My home country, Brazil, will surely go down in GDP expectations. Others shall move up in the list. I know exactly the script: will see many shared posts in social media with people upset about it. I think it will not be worthy to be upset, unless you regard 100-year old theories such as economies of scale and surplus as you guiding principles of humankind good-standing.

The history of cascading of wealth down to less well-to-do situations in 2021 sounds like a speech about the wonders of single-use plastic bottles — it has its benefits and usage, but long term problems may counterbalance them.

I keep challenging the worn-out cliché that #corruption could be a cultural trait — sleeping in hammocks or using chopsticks is cultural, because if you offer an user an alternative like a bed or a set of silverware, they may well decline. I am supported by concrete and tested research that most of people deciding to engage in fraud or bribery would likely agree in doing something else if their inner-selves formed by all the influences, pressures and specially incentives, could trigger a distinctive mindset.

These success measurement rulers such as the GDP-obsession are becoming clearly obsolete when it comes to tackle true society and ecology regeneration — I now complete over 25 years of legal and corporate investigation practices and luckily never met anyone (in person) who would vocally oppose to ethical behavior.

Just as world peace, it seems like an ubiquitous feeling.

When it comes to tackling these ethical issues, nothing is more misleading that looking at GDP (or corporate revenues for that matter) as a sign of anything going truly good. Both have profound limitations.

War for instance is a highly-successful GDP-growth story. Cheap labor in construction, pesticides use in agribusiness, as well. However one shall still have a hard time to elaborate that either options provide good for the environment and human well-being. I cannot think of more deeply rooted ethical concern than these two topics.

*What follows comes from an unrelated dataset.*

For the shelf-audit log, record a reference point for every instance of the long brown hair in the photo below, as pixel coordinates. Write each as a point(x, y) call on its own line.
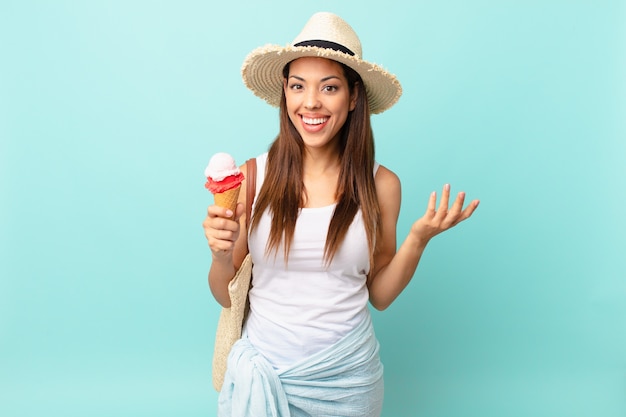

Last year I got stroke by the article at The Economist portraying Mr. James Lovelock, author of the “Gaia hypothesis” and one of my favorite living minds. I went however into a glooming perspective, when Mr. Lovelocks mentions that: “Cyborgs will have an incentive to conserve humans rather than wipe them out, since they will need life-forms to help cool the planet for their own survival — though mortals may be relegated to the status of pets and play-things.”.

Purely out of the clear incapacity of our species to address such basic standards and excellent non-polemic elevator subject: ethics.

Value is everything that is true, dear and praised while profit is a fiction created upon a mutual contract.

It strikes me how could we possibly still be focused in counting “product” instead of “conduct”, as if the latter was not even more meaningful. It is not conduct as only ethical behavior. It is about nurturing rightful speech, choices, thoughts and emotions. When we let our best interests to resume in a product (including people that become a product for themselves by self praise looking at the mirror every morning)

Or, being Mr. Lovelock correct, we will just hope the cyborg that eventually will conserve our great-grand-children to have mercy on them.